Anne Freier

 

 

Animal Love

 

 

Mischa’s father smeared yogurt on a slice of toast, declaring the devil box would bake their pupils square. He’d said it many times before, said it even when there wasn’t a television in sight, only the sing-song of the kettle and a plate of beans venting on the tablecloth. Said it until his boys began to believe, the way you believe swallowing gum stays in your gut for all of nine years or that if you cross your eyes and someone slaps your back they’re stuck like that.

Mischa stared anyway, at the TV crouching in its lacquered shell, tapped the glass to see the dust kick up like bugs on a trampoline. He breathed fog onto the screen and drew circles until his father yelled about fingerprints and acetone. His nose became bent in the reflection as he told the thing it was the grandest TV he had ever seen, and didn’t he love it so, particularly on the weekends which meant cartoon pirates and monsters, and cats getting flattened by cannons. Mischa and his brother rolled about in hysterics whenever stuff blew up and nobody explained. Only at night did they lie awake, wondering if by the morning they’d find their vision gone the shape of bricks. 
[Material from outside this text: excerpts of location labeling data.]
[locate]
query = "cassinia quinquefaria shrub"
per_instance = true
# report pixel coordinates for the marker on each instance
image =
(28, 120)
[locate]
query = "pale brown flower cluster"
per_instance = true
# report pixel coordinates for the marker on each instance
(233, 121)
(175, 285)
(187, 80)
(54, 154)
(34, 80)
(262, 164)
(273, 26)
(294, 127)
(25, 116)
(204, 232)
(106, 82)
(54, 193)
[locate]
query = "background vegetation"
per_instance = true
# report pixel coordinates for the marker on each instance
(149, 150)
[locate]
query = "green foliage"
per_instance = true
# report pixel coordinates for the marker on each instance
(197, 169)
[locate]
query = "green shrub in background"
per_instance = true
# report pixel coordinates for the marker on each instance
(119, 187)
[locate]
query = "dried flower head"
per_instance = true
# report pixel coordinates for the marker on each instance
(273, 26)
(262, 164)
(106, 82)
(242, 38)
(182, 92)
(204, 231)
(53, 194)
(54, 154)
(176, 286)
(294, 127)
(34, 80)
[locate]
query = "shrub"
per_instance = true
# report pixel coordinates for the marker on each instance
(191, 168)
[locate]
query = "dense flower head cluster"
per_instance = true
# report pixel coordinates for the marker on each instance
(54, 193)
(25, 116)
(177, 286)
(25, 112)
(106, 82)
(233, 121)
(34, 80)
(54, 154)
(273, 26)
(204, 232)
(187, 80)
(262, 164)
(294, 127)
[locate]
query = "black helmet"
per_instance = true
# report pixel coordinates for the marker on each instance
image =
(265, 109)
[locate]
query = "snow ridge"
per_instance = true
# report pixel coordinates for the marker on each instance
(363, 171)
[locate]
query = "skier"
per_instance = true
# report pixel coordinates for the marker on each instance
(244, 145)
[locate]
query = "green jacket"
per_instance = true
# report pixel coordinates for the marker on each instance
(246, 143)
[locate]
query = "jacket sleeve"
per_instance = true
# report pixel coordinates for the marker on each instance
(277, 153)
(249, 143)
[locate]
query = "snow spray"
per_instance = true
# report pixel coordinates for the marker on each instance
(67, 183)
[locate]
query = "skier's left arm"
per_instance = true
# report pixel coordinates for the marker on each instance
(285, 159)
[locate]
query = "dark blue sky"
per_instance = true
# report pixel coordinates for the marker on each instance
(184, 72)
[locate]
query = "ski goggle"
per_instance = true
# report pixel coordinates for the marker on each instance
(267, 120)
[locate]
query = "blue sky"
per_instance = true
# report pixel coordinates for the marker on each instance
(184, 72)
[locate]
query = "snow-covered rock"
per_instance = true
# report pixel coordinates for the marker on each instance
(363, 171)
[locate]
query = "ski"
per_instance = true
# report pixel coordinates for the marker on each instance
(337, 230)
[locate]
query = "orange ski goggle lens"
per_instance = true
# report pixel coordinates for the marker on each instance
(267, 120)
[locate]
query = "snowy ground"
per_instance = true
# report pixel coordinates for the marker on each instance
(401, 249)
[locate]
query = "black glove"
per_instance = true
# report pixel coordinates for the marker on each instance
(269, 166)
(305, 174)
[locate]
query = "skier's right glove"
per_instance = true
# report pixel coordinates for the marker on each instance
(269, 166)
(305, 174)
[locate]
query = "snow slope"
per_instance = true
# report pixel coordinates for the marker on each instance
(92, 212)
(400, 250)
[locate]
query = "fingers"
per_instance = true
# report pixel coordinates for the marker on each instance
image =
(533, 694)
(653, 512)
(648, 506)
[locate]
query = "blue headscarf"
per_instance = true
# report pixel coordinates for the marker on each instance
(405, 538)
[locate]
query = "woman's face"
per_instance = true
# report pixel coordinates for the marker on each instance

Now that Mischa was fifty, he no longer trusted the curse but still believed in what his father had been doing; how nonsense said often enough soaked the walls and became the weather. You end up believing the weather. 

Today the skies were gray. Mischa sank to the floor, threw spools of desoldering wick across the room, pushed the jar of flux paste to the edge of the coffee table and opened the laptop, spreading his hands out on the keys. I, L, O, cool, a bit greasy; he wiped the screen. 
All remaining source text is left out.